While the party has tried to pre-empt any blame for violence and illegality being pinned on its members by assuring its movement will be going out into the streets peacefully, no one is convinced.
Statements from EFF leader Julius Malema have been decidedly antagonistic, with police minister Bheki Cele calling it “war talk”.
Malema has characterised the response from the state towards the protest as “threats and intimidation” – but in the same breath, is calling for revolution, saying it cannot be stopped.
EFF members have reportedly been gathering tyres to burn and intimidating business owners, saying they should shut down or face looting. While not directly threatening to do the looting themselves, the EFF said it couldn’t be blamed if shops stay open and then get looted.
Despite attempts to distance the party from any potential illegality and violence, the protests are ultimately being spearheaded by the EFF, which has spent a lot of time marketing the day and rallying support for it. Union federation Saftu and other smaller political parties have signed on to join the protests.
Broadly and vaguely, the EFF wants Ramaphosa to resign and load shedding to end. It is also protesting anything else that could draw an emotional response from South Africans, such as high levels of unemployment, a rising cost of living, a lack of free tertiary education, corruption, gender-based violence and poor education.

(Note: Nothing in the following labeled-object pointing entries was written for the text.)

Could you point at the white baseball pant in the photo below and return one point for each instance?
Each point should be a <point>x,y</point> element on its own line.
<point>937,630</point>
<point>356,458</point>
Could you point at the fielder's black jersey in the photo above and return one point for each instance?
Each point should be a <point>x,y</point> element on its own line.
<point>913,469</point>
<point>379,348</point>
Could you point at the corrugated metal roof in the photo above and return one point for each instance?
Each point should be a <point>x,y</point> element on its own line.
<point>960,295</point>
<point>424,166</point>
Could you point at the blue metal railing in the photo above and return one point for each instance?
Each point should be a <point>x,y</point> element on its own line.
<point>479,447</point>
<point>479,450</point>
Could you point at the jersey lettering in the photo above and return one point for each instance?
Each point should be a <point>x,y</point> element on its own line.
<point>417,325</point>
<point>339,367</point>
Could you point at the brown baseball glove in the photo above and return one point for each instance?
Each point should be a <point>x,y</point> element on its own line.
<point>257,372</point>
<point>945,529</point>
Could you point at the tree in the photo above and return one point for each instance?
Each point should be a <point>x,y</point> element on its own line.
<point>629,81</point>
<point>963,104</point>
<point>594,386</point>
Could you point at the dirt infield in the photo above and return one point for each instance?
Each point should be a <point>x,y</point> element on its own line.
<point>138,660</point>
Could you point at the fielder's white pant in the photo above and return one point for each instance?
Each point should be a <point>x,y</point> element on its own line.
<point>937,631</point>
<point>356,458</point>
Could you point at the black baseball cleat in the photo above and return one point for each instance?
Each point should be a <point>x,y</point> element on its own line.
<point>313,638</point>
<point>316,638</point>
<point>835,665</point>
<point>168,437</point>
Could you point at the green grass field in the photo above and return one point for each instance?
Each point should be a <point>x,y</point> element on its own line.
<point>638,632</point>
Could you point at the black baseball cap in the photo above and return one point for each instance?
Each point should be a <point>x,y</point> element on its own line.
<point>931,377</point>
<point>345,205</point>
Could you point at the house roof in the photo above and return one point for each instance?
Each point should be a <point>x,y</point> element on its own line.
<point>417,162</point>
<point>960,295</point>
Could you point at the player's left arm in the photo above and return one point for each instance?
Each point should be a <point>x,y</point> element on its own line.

However, while organising the protest, much of the plan is simply chaos. There is no formal course of action, nor a planned route or specific areas being targeted. There is no memorandum or list of demands being handed over to officials. The party just wants as many people in the streets as possible, protesting something, anything.
In contrast, officials have taken a far more defensive tone, saying that security forces will “saturate the roads and key points” to defend the country, painting the EFF and protestors as aggressors.
Natjoints said that while every citizen has a right to protest, the right must be exercised in a manner that does not infringe on the rights of non-protesters.
“Prohibiting people’s freedom of movement is a criminal offence. We will therefore enforce the law decisively in this regard.
“Section 17 of the Constitution of the country demands that Law Enforcement Agencies ensure that the right to picket and present petitions is not abused to the detriment of the stability of the country and the safety of the people.
“This freedom to picket does not extend to propaganda of war, incitement of imminent violence, and advocacy for hatred,” it said.
Police minister Bheki Cele has emphasised that the planned response to the protest is to keep the peace.
“The SAPS will be out in full force on the ground and in the air to enforce the law and ensure that the protest is peaceful. All the police have been recalled, they are here and we are working with other law enforcement. We are working with the taxi associations, NGOs and everybody.
“Those that will be here on the 20th will find us on the road. We will saturate the roads and key points,” he said.